Some limitations of the current study should be mentioned here. First, we did not measure the corresponding levels of osteoprotegerin. It has been well established that the ratio of TRAIL to osteoprotegerin carries the more relevant information. Second, we did not detect the TRAIL expression in different tissues (such as endothelial cells and vascular smooth muscle cells) under different conditions (high concentrations of glucose, insulin, metformin and lipids, etc), so we cannot explain the changes of circulating TRAIL during treatment course. Third, Weng et al. reported early intensive insulin therapy in patients with newly diagnosed type 2 diabetes has favourable outcomes on recovery and maintenance of β-cell function and protracted glycaemic remission compared with treatment with oral hypoglycaemic agents.
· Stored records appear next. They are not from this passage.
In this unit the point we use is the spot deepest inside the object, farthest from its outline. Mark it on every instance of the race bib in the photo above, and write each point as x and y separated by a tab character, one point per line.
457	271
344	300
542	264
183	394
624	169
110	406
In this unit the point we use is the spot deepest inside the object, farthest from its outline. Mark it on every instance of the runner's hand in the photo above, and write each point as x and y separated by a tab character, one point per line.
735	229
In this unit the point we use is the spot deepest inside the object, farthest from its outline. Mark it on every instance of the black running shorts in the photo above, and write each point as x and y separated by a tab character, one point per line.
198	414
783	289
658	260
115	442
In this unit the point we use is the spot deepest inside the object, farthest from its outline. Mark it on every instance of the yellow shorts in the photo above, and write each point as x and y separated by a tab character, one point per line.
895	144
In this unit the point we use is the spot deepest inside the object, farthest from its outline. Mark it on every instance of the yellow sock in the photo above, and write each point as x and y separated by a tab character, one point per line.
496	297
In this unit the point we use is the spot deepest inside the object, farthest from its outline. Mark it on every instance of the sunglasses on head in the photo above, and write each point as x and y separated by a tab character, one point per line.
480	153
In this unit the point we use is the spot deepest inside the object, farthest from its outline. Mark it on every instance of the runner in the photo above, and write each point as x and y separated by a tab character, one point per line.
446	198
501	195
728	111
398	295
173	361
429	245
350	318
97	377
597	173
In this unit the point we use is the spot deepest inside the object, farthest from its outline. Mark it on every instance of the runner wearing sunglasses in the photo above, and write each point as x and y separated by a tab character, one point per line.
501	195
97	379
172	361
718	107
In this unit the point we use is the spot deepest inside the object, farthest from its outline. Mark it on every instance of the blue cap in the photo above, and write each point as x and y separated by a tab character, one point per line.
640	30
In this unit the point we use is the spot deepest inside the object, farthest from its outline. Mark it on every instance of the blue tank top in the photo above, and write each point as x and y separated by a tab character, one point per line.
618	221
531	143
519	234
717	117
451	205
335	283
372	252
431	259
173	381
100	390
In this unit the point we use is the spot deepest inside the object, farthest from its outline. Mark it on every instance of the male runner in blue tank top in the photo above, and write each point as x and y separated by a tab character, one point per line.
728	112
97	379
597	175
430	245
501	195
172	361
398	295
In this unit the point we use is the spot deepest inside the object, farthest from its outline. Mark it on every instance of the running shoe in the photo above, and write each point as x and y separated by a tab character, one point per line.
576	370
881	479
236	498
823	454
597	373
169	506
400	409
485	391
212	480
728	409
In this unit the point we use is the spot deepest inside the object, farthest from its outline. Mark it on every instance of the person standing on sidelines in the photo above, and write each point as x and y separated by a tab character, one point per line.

Therefore, we have performed early intensive therapy for this study group. However, we did not measure the β-cell function for all patients, such we cannot figure out relation between plasma TRAIL concentrations and β-cell function.
In conclusion, our data demonstrated that plasma soluble TRAIL levels decreased dramatically at baseline and increased significantly after 6 months of diabetic treatment in newly diagnosed type 2 diabetes. Moreover, the changes of circulating TRAIL concentrations were positively correlated with FMD during the course of insulin plus metformin treatment in this study group. These results indicate that TRAIL may have protective effects on endothelium in diabetes. Further studies are warranted to determine the functional role of circulating TRAIL in the development of atherosclerosis in diabetic patients.